---
license: cc-by-nc-4.0
tags:
  - mlx
  - audio-classification
  - language-identification
  - wav2vec2
  - apple-silicon
language:
  - multilingual
base_model: facebook/mms-lid-256
pipeline_tag: audio-classification
---

# MMS-LID-256 — MLX

Meta's MMS-LID-256 language identification model running on MLX (Apple Silicon Metal GPU).

Identifies **256 languages** from raw audio.
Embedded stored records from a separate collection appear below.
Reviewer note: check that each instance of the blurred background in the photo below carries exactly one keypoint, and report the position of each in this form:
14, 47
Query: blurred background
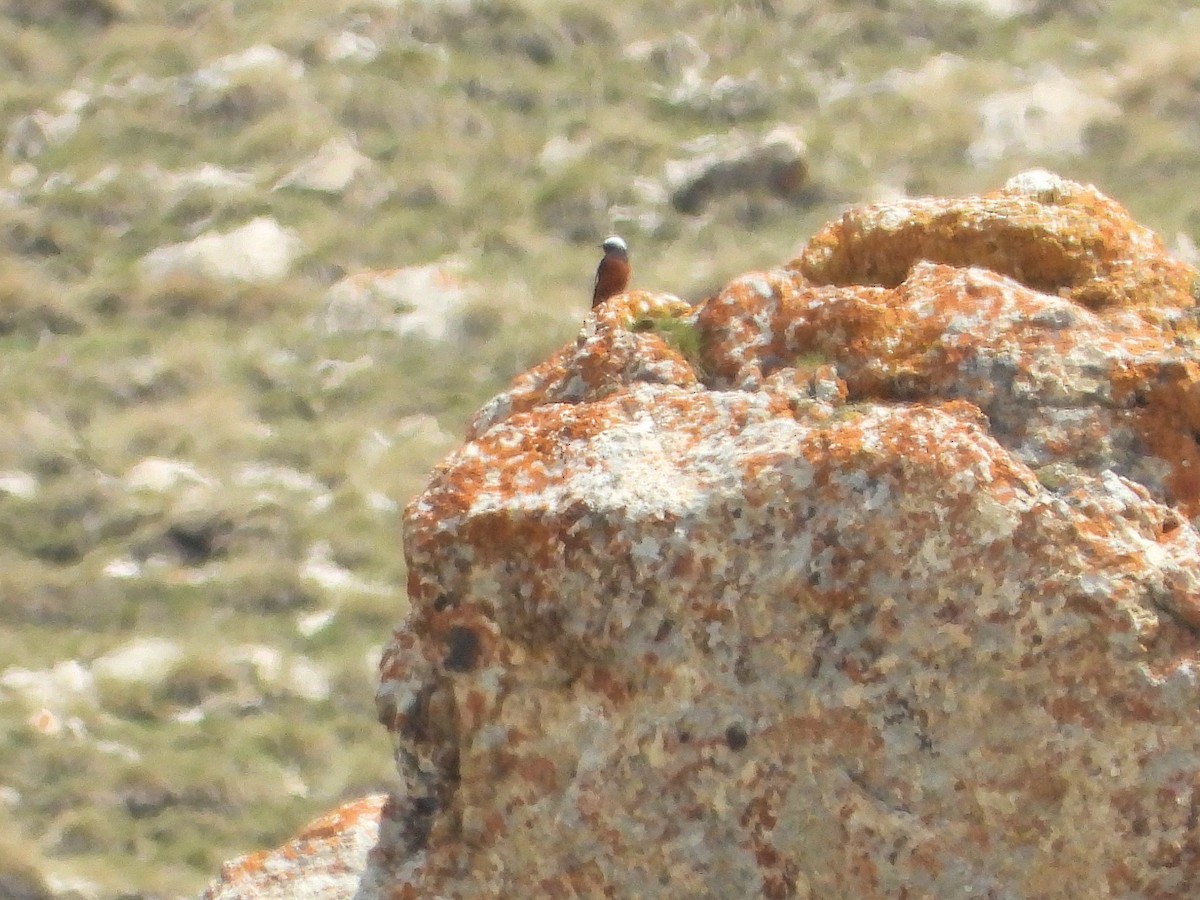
261, 261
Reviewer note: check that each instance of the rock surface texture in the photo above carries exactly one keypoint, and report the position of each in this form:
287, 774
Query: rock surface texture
874, 576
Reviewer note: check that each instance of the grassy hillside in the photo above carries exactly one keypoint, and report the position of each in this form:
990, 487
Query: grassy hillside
201, 487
Uses weights directly from [facebook/mms-lid-256](https://huggingface.co/facebook/mms-lid-256) — no conversion needed.

## Performance (M1, 10s audio)

| Framework | Latency | Russian | English |
|---|---|---|---|
| **Python MLX** (with `mx.compile()`) | **267ms** | 98.8% | 99.8% |
| **Swift MLX** (with `compile()`) | **268ms** | 97.3% | 99.7% |
| CoreML GPU | 250ms | 89.1% | 99.8% |

## Usage

```bash
# Clone the benchmark repo
git clone https://github.com/beshkenadze/lid-bench
cd lid-bench/mlx

# Setup
uv venv && uv pip install mlx numpy soundfile safetensors huggingface_hub

# Download weights (from original facebook repo)
huggingface-cli download facebook/mms-lid-256 --include "model.safetensors" "config.json"

# Run
python mms_lid_256.py path/to/audio.wav --benchmark
```

Full implementation: [github.com/beshkenadze/lid-bench](https://github.com/beshkenadze/lid-bench)

## Model Details

- **Architecture**: Wav2Vec2ForSequenceClassification (48 transformer layers, 16 heads)
- **Input**: Raw 16kHz waveform (zero-mean unit-variance normalized)
- **Output**: 256 language probabilities
- **Parameters**: 315M
- **Weight format**: Original HF safetensors (no conversion needed)
- **Weight loading**: Conv1d axis swap + weight_norm precomputation done at load time

## Notes

- Weights are loaded directly from `facebook/mms-lid-256` HF cache — no separate conversion step
- This repo contains only the model card and MLX implementation reference
- **ANE causes 13x slowdown** — use Metal GPU (`.cpuAndGPU`) only
- Sustained inference on M1 degrades to ~400ms due to thermal throttling (48 transformer layers). M2+ should be better.